L’opposto del cliché del grande comico, allegro sul palco e sul set, cupo e
depresso in privato: a lui ridere piaceva un sacco, almeno quanto far ridere.
Lui nel camerino del Globe Theatre a villa Borghese, qualche estate fa, esausto
e zuppo di sudore dopo due ore di Edmund Keane con 30 e passa gradi: “Che fate,
annate a cena da Dante? Io nun so se me la sento, stasera avrò perso cinque
chili…”. Poi si presenta al ristorante e ci ammazza di barzellette e aneddoti
su Gassman, Bene, Fabrizi e Stoppa fino alle tre di notte, lui fresco come una
rosa, noi tramortiti. “Questa la sapete senz’altro…”. “Questa è troppo feroce…
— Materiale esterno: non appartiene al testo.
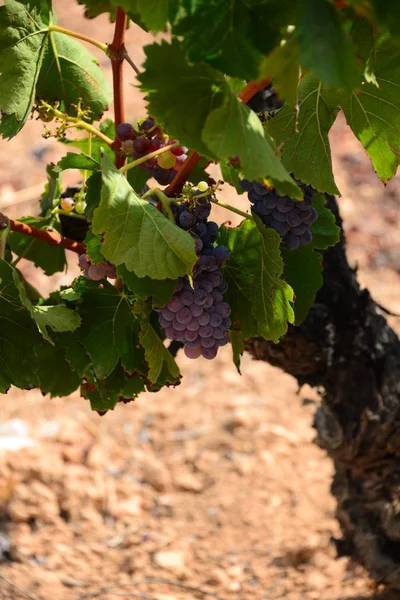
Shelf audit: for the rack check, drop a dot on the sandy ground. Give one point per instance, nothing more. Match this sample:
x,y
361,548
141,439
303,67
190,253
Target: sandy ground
x,y
213,489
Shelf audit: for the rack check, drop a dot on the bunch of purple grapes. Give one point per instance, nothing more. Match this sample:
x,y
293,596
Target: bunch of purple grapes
x,y
197,314
290,218
97,271
149,137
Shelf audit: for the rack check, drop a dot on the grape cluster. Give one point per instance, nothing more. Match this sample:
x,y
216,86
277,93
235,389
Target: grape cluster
x,y
291,219
149,137
97,271
265,100
197,314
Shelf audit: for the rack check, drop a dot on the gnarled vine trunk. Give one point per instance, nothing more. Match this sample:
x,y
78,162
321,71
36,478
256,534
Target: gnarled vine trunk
x,y
347,347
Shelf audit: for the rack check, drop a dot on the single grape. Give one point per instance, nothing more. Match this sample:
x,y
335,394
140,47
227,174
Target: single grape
x,y
285,204
193,325
96,272
192,352
175,304
216,319
187,219
221,254
125,131
205,331
209,353
166,160
207,342
278,215
141,146
67,204
223,309
83,261
167,314
184,315
293,218
186,298
292,241
80,207
204,319
190,336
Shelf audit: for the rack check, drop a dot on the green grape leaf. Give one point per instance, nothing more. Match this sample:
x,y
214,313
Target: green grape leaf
x,y
107,324
282,66
303,272
303,267
36,251
304,136
195,89
93,194
52,191
137,234
233,37
233,129
160,292
96,144
259,298
325,231
157,355
18,334
93,248
55,375
325,48
58,318
237,343
82,161
373,113
36,62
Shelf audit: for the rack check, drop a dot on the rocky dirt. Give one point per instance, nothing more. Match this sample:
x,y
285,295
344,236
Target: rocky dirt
x,y
211,490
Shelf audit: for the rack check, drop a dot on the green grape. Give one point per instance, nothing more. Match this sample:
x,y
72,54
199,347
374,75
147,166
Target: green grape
x,y
80,207
166,160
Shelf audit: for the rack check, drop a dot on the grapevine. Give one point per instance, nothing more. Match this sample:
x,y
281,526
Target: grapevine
x,y
157,271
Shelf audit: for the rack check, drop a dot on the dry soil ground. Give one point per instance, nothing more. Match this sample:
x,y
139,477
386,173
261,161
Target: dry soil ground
x,y
215,485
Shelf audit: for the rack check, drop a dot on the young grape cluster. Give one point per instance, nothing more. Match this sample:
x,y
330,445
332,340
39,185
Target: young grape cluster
x,y
291,219
265,100
149,137
197,314
97,271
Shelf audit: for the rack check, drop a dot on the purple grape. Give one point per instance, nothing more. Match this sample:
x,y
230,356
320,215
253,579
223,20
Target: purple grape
x,y
192,352
205,331
186,298
199,297
209,353
285,204
125,131
204,319
216,319
300,229
223,309
293,218
278,215
175,303
207,342
184,315
84,262
167,314
193,325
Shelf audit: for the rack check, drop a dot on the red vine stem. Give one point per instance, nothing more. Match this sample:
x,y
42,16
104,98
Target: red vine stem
x,y
52,238
117,52
183,175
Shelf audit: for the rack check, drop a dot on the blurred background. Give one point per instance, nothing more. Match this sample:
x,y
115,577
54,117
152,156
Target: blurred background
x,y
212,489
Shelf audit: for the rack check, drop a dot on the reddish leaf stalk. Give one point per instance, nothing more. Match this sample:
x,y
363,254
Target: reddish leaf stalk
x,y
183,175
116,52
52,238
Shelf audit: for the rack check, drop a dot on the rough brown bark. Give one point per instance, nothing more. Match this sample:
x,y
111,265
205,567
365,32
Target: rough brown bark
x,y
346,348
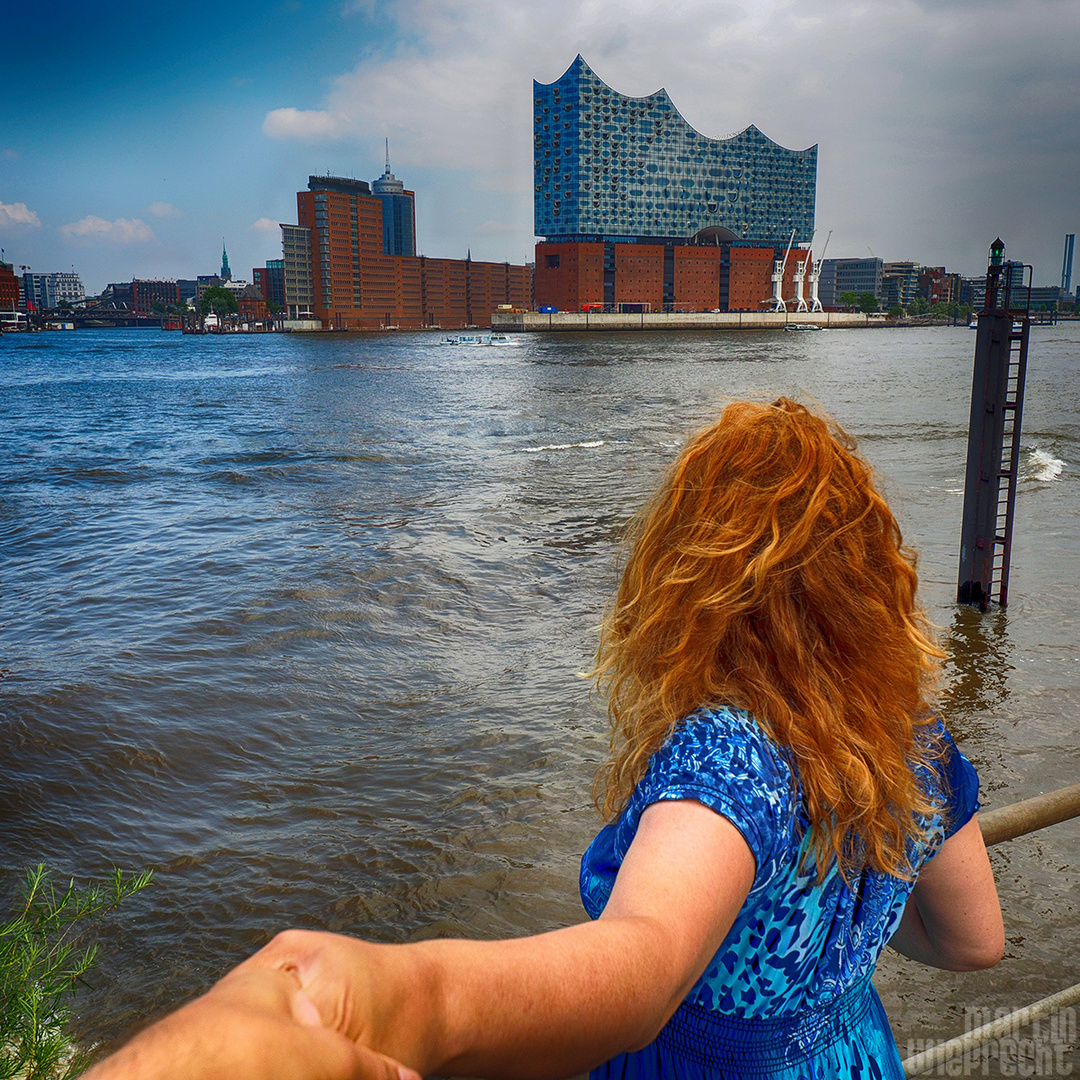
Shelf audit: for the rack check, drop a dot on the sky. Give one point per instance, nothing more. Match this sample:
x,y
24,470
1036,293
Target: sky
x,y
133,142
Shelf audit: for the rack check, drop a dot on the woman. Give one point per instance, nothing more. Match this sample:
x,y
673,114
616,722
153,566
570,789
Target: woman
x,y
782,805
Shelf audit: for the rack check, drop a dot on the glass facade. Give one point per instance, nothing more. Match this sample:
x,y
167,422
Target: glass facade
x,y
621,169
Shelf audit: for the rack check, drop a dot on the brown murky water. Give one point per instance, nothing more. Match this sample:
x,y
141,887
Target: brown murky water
x,y
298,622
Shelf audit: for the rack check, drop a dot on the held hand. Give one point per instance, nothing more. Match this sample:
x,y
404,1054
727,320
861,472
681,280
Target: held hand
x,y
255,1024
334,973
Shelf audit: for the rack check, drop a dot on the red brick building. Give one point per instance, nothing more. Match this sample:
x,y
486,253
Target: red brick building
x,y
356,285
572,277
146,294
9,287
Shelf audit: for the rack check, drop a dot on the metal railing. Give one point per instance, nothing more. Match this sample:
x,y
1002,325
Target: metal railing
x,y
999,825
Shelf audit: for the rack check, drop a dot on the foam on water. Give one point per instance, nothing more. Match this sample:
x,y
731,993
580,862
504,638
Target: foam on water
x,y
564,446
1044,467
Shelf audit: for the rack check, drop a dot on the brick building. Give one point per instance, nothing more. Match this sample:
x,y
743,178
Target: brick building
x,y
146,294
575,277
337,266
639,212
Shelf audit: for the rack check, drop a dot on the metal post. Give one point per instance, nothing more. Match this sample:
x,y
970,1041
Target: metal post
x,y
997,402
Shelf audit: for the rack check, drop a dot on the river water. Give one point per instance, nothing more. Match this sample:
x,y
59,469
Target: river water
x,y
298,621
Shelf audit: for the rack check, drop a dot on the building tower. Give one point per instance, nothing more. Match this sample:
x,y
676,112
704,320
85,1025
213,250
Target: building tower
x,y
399,213
611,167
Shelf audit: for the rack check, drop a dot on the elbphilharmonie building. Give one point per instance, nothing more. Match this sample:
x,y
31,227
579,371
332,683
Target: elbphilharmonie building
x,y
630,170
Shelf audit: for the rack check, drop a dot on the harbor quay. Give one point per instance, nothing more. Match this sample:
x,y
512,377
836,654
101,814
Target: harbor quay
x,y
526,322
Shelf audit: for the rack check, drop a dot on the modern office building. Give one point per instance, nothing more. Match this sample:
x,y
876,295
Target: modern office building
x,y
399,213
669,206
337,267
147,293
937,285
43,291
900,284
851,275
296,271
9,287
608,166
271,282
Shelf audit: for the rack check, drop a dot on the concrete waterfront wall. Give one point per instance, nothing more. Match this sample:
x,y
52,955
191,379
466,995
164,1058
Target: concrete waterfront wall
x,y
524,322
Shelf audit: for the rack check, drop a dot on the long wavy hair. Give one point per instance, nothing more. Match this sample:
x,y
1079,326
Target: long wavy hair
x,y
769,574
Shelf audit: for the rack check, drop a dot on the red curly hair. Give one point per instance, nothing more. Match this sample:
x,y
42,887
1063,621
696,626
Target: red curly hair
x,y
769,574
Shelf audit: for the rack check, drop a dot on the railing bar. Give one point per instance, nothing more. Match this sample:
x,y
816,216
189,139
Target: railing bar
x,y
1003,1027
1007,823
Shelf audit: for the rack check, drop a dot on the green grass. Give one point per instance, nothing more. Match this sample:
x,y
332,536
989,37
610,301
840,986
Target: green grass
x,y
44,955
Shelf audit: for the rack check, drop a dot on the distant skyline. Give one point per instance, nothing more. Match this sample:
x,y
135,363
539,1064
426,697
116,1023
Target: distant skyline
x,y
130,146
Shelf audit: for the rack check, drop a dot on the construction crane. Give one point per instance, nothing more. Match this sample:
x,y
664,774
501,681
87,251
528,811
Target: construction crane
x,y
815,275
778,279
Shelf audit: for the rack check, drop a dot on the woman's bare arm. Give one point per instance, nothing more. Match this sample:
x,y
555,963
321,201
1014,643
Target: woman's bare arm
x,y
953,918
552,1004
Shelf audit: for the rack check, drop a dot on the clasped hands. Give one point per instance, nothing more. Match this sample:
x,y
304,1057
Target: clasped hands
x,y
299,1009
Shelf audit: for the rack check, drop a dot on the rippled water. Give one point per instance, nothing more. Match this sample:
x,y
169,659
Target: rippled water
x,y
298,621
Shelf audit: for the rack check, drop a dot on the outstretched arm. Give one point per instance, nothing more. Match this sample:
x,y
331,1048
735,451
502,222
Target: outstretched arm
x,y
553,1004
255,1024
953,918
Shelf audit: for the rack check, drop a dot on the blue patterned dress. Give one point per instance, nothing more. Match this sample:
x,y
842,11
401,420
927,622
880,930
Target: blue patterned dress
x,y
788,994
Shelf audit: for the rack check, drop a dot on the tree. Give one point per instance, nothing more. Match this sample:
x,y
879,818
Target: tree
x,y
219,300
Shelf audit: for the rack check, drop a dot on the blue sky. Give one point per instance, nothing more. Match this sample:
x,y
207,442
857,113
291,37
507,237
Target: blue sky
x,y
132,142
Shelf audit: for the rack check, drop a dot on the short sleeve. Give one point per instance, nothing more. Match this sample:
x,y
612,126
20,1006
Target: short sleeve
x,y
725,760
959,785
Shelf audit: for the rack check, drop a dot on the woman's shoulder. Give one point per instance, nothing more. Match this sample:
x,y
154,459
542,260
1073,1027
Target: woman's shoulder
x,y
723,736
723,756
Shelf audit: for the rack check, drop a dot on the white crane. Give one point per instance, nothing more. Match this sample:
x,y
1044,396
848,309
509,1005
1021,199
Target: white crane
x,y
778,278
815,275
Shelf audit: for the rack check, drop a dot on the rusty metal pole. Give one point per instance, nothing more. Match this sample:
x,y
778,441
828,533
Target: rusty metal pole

che faccio, la racconto?”. “Marché, famme fa’ ’n tiro de sigaretta, mentre
Sagitta nun guarda. E dammene ’n’artra de frodo, che me la fumo quanno tutti
dormono…”. Ancora domenica mattina, in rianimazione, con la compagna di sempre
Sagitta, le figlie Carlotta e Susanna, il manager Alessandro Fioroni, parlava
di lavoro. (…). Dei progetti futuri: rivoleva un teatro tutto per sé, dopo lo
scippo del Brancaccio a opera di Costanzo&C., progettava con Renato Zero un
nuovo teatro tenda come quello degli anni 70-80 (“Renato fa i concerti e io
metto in scena tutto Molière, sto convincendo Corrado Guzzanti e Verdone ad
alternarsi con me, tu mi fai il teatro-giornale e magari rimetto su la scuola
di teatro che la Regione mi ha chiuso”; seguiva imitazione irresistibile del
funzionario dell’assessorato che gli comunica, a gesti e a grugniti, le ragioni
dello stop). Un anno fa viene a vedere Ball Fiction e alla fine, in camerino,
si accorge di aver perso il portafogli. La nostra Amanda si precipita in sala e
lo trova sulla sua poltrona. “Vedi, Gigi, i nostri amici sono tutti onesti!”.
“Ma va, penzano che nun ci ho ’na lira!”. All’ultima festa del Fatto, in
streaming dal giardino della redazione, doveva venire alla serata di apertura:
“Magari chiacchieriamo di come nascono le barzellette, che molti considerano
umorismo di serie B perché non le sanno raccontare, non hanno i tempi, la
faccia. Il mistero umano di come scocca la scintilla della risata è un tema
affascinante. Potrebbe nascerne uno spettacolo, ho letto anche dei saggi molto
pensosi…”. Perché era coltissimo, come lo sono quelli che lo dissimulano e si
fanno beffe dei colleghi engagé (“Natale in casa Latella”) o “di ricerca
(“‘Sospendete immediatamente le ricerche!’, diceva Gassman quando li vedeva”).
Ma stava già male (“Famo ’st’altr’anno”). Un paio di mesi fa feci una battuta
in un pezzo sugli orrori di stampa: “Se tornasse Il Male con un falso
giornalone dal titolo ‘Arrestato Gigi Proietti: è il capo dell’Isis’, tutti
commenterebbero: embè?”. Ed ecco puntuale il suo sms: “Salam da Rebibbia!
Speravo di passare inosservato, poi invece arriva Travaglio. E scusa: il
turbante non lo trovo, acc…”. Lo inseguivamo da due settimane per l’intervista
degli 80 anni. Silenzio. Poi, sabato sera, l’sms: “Caro Marco, purtroppo al
momento non sono in grande forma e l’intervista temo non si possa fare, poi ti
racconterò. Ci sentiamo con calma. Ti abbraccio”. Solo a lui poteva venire in
mente di nascere e morire lo stesso giorno, il 2 novembre. Che per un comico
non è niente male. Anche Shakespeare ci era riuscito, ma il 23 aprile, non il
giorno dei morti. Si dice che far ridere sia impresa molto più difficile che
far piangere. E Gigi ne era la prova vivente. Ma ieri, con quell’uscita di
scena, è riuscito nelle due imprese insieme.